Ingo Pakalski, leitender Redakteur Kopfhörer, Streaming, Verbraucherrechte

"Die Live-Übersetzung der Airpods Pro 3 wurde vor allem für Urlaubsreisen beworben, ohne zu erwähnen, dass rund 450 Millionen potenzielle Kunden das nicht werden nutzen können. Denn die Funktion ist in der EU generell nicht verfügbar, wenn das Apple-Konto einem EU-Land zugewiesen ist. Fast schon geschenkt: Apple ließ unerwähnt, dass die Funktion auch für ältere Airpods-Modelle als Update erscheinen wird.

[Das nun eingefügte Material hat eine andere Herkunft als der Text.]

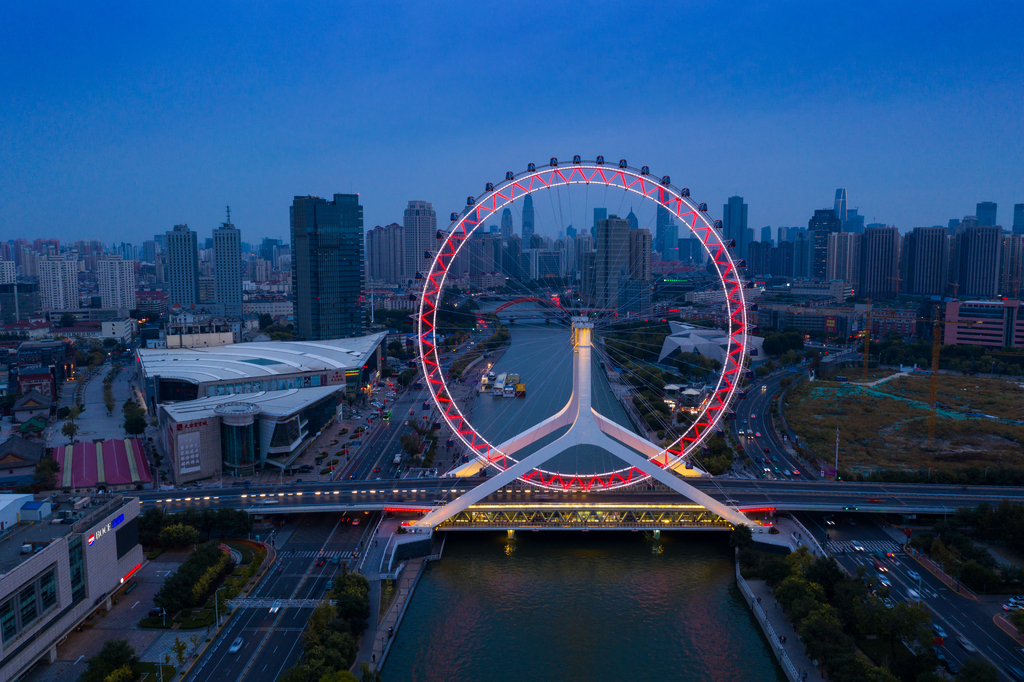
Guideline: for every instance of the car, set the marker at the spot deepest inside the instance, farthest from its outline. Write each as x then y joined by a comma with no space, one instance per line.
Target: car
967,645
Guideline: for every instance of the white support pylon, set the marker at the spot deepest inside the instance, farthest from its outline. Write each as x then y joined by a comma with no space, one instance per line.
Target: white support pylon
586,426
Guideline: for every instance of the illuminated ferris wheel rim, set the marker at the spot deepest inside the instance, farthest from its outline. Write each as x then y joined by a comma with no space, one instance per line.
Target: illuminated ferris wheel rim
622,176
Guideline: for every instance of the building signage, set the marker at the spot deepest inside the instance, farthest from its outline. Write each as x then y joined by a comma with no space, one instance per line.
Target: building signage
102,530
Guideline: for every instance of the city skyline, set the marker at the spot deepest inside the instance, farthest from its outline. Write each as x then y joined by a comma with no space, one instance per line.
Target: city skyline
803,123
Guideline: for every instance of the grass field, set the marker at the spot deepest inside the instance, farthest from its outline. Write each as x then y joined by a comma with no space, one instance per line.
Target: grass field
887,426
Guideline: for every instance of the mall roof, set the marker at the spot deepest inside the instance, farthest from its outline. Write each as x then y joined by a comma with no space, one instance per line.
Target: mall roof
273,403
258,360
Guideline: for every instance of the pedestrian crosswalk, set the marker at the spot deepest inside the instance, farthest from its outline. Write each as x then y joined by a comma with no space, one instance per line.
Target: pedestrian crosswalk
847,546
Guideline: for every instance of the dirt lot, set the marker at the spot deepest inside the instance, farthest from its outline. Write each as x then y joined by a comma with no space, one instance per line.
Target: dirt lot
887,425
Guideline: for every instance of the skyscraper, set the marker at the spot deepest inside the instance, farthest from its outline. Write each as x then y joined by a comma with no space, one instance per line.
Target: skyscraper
182,267
823,223
976,261
926,257
117,283
611,260
734,223
507,227
227,266
880,263
527,220
986,213
840,206
420,224
57,284
328,266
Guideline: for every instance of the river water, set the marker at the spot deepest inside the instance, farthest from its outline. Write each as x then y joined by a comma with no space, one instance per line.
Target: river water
573,606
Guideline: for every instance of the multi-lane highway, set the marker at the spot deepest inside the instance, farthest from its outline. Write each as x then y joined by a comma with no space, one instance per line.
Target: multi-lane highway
270,641
961,617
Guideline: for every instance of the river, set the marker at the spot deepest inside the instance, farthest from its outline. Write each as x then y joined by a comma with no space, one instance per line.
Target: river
568,606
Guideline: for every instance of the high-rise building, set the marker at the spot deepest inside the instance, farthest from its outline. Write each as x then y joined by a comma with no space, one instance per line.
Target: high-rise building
976,258
227,266
57,284
638,266
328,266
420,223
734,224
1012,256
840,205
182,267
507,226
385,254
611,260
880,263
823,223
925,260
662,223
844,257
527,220
117,283
986,213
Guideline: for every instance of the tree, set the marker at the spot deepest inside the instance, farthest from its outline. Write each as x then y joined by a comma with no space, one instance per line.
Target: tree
116,653
178,535
135,424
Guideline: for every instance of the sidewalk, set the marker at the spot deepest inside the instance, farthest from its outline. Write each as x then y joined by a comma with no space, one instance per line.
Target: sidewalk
782,629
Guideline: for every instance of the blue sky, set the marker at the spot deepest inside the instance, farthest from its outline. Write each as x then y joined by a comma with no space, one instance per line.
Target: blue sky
119,121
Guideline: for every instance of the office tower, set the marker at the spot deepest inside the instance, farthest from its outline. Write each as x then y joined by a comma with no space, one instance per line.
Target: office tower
599,214
662,223
385,253
823,223
734,224
840,205
854,222
926,257
844,257
328,266
976,256
57,284
781,259
527,220
420,224
117,283
759,259
227,267
182,267
803,254
1010,269
986,213
610,261
880,263
507,226
640,255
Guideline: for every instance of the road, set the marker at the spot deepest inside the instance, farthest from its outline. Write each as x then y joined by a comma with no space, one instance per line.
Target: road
958,615
270,641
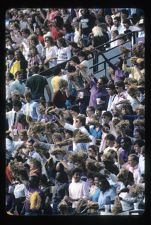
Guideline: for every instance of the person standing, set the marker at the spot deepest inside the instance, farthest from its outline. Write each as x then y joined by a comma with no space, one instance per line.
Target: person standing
36,84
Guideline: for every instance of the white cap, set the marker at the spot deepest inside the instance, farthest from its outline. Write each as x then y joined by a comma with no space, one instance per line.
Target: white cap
19,191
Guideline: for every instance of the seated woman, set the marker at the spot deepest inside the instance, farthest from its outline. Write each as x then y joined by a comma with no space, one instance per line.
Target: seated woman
95,189
107,194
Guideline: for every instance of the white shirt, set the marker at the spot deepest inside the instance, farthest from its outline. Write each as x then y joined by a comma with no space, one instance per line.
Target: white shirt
64,54
31,109
127,202
10,116
78,190
134,103
111,99
118,98
142,164
20,190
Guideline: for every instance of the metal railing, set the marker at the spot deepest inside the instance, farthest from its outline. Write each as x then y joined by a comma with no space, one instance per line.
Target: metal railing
50,72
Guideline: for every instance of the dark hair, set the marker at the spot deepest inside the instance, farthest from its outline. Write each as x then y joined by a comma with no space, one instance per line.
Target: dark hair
10,52
57,70
26,31
127,21
75,170
120,83
82,119
141,132
70,68
10,76
62,41
43,179
34,181
111,86
75,59
140,143
135,157
108,114
117,18
82,54
31,140
110,137
17,103
91,108
94,147
75,108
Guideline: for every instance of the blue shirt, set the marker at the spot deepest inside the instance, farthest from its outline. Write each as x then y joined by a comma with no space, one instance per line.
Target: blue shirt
96,134
106,198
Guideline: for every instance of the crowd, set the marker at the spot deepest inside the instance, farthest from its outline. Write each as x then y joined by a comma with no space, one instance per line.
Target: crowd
82,150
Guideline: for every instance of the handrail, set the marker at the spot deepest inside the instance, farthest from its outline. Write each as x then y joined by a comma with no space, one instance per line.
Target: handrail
94,50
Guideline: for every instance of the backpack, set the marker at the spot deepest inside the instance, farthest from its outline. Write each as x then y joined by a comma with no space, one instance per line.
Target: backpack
35,201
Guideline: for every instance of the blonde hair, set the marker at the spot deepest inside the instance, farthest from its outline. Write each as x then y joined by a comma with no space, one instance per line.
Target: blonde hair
35,201
97,31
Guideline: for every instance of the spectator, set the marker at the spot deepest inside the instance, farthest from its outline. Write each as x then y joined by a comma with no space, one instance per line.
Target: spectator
36,84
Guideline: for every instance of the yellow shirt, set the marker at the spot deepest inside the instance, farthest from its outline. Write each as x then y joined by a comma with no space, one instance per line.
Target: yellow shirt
55,83
15,67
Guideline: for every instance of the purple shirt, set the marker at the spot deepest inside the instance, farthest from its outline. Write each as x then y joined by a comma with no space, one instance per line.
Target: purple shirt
27,201
97,93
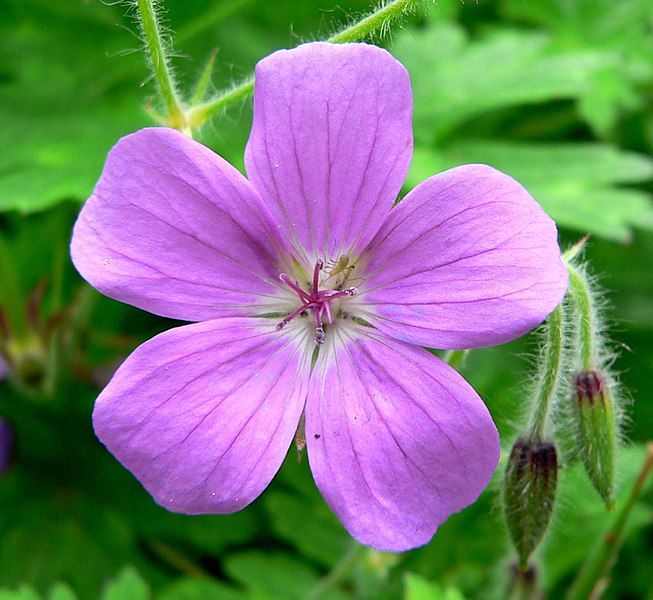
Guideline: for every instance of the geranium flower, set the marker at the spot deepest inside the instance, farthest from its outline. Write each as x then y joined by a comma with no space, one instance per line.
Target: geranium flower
313,295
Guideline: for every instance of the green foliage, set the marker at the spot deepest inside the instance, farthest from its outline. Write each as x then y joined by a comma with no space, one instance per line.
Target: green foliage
555,93
417,588
128,584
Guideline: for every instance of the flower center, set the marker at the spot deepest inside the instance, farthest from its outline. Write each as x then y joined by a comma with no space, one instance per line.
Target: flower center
315,301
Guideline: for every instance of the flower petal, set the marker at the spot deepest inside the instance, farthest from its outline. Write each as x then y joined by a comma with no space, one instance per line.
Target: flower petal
203,414
397,440
174,229
467,259
331,142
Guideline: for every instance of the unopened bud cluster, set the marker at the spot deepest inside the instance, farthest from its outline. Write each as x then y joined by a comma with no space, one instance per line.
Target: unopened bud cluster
530,483
596,430
570,395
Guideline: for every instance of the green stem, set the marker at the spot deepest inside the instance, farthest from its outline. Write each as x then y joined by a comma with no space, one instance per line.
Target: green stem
549,378
598,565
337,574
380,19
580,292
375,21
176,559
160,64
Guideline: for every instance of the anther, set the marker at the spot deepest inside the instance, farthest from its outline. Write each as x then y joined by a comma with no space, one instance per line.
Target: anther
316,300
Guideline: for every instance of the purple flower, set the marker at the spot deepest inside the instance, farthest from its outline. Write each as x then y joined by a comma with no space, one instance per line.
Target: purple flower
312,293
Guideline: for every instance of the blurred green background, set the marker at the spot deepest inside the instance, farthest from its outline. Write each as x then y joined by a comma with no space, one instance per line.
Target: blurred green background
557,93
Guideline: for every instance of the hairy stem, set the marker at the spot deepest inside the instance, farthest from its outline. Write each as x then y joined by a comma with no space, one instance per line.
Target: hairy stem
597,567
580,293
159,63
550,363
377,21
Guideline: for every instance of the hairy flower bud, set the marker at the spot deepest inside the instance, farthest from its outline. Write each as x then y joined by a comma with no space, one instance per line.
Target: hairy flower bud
596,430
529,490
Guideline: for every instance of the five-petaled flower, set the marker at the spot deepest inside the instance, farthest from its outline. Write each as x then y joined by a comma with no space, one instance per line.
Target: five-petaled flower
312,294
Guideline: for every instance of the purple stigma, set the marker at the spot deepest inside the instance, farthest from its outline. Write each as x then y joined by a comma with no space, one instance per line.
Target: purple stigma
317,301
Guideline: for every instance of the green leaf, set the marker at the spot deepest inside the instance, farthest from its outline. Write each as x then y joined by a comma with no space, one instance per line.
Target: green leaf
580,185
199,589
22,592
623,28
128,584
418,588
274,575
61,591
309,526
581,519
455,79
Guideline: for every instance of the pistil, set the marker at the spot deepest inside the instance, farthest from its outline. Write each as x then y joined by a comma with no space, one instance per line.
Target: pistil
317,301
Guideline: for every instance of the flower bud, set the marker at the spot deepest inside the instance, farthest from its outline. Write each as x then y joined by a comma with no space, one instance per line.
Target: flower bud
596,431
529,490
6,445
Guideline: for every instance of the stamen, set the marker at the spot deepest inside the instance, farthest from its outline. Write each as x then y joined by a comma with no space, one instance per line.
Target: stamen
317,301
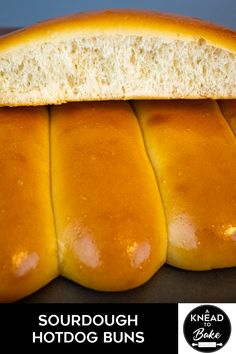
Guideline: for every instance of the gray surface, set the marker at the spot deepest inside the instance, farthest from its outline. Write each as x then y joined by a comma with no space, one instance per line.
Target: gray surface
168,285
25,12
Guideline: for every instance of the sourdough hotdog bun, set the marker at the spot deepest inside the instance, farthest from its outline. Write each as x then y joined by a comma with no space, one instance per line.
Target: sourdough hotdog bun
117,54
28,254
193,152
109,216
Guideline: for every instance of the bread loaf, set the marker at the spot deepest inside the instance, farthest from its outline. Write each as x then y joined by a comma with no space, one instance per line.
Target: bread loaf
193,152
28,254
109,216
81,198
117,54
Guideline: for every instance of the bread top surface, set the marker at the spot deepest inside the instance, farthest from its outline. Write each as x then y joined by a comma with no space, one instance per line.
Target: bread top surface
115,22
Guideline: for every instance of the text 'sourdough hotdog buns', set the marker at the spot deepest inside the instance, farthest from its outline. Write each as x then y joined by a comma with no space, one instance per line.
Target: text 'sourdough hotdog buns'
104,193
28,252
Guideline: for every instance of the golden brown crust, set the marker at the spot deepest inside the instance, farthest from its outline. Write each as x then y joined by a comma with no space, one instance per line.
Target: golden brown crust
28,257
193,152
130,22
228,108
109,216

In der US-Pressemitteilung zu den Airpods Pro 3(öffnet im neuen Fenster) fehlt ein deutlicher Hinweis auf diese Länderbeschränkung. Sie ist nur in dem verlinkten Support-Dokument(öffnet im neuen Fenster) beschrieben, das den irreführenden Titel Wie man Apple Intelligence erhält trägt, obwohl wir Informationen zur Live-Übersetzung suchen. In der deutlich später erschienenen deutschen Pressemitteilung(öffnet im neuen Fenster) zu den Airpods Pro 3 wurden die Übersetzungsfunktionen einfach ganz weggelassen."

Peter Steinlechner, Redakteur Smartwatches, Hardware und Spiele

" Zur Apple Watch Series 11 und Ultra 3 : Die neuen Hinweise auf möglichen Bluthochdruck gefallen mir sehr. Praktisch, dass dafür keine Manschette oder ein aufblasbares Armband nötig ist, sondern eine Schätzung ähnlich wie bei den Smartwatch-EKGs – für mich völlig ausreichend. Weniger begeistert bin ich vom Akku. Selbst die 42 Stunden der Ultra 3 wirken im Vergleich zur Konkurrenz wie ein schlechter Scherz. Für Apple-Nutzer mag das ein Fortschritt sein, mir reicht das nicht.

Zum iPhone 17: Bei den neuen Smartphones habe ich ein Dilemma. Die Pro-Modelle in Orange treffen genau meinen Geschmack, sogar das Case in Siena gefällt mir. Haben will ich es – aber mein jetziges iPhone läuft tadellos und das Pro Max 17 ist extrem teuer. Rechtfertigen ein paar Stunden mehr Laufzeit und die bessere Frontkamera den Kauf? Da ich fast nur Selfies mache, könnte das Upgrade durchaus Sinn ergeben. Oder warte ich besser, bis mein Provider es mit Vertrag günstiger anbietet? Ganz entschieden habe ich mich noch nicht."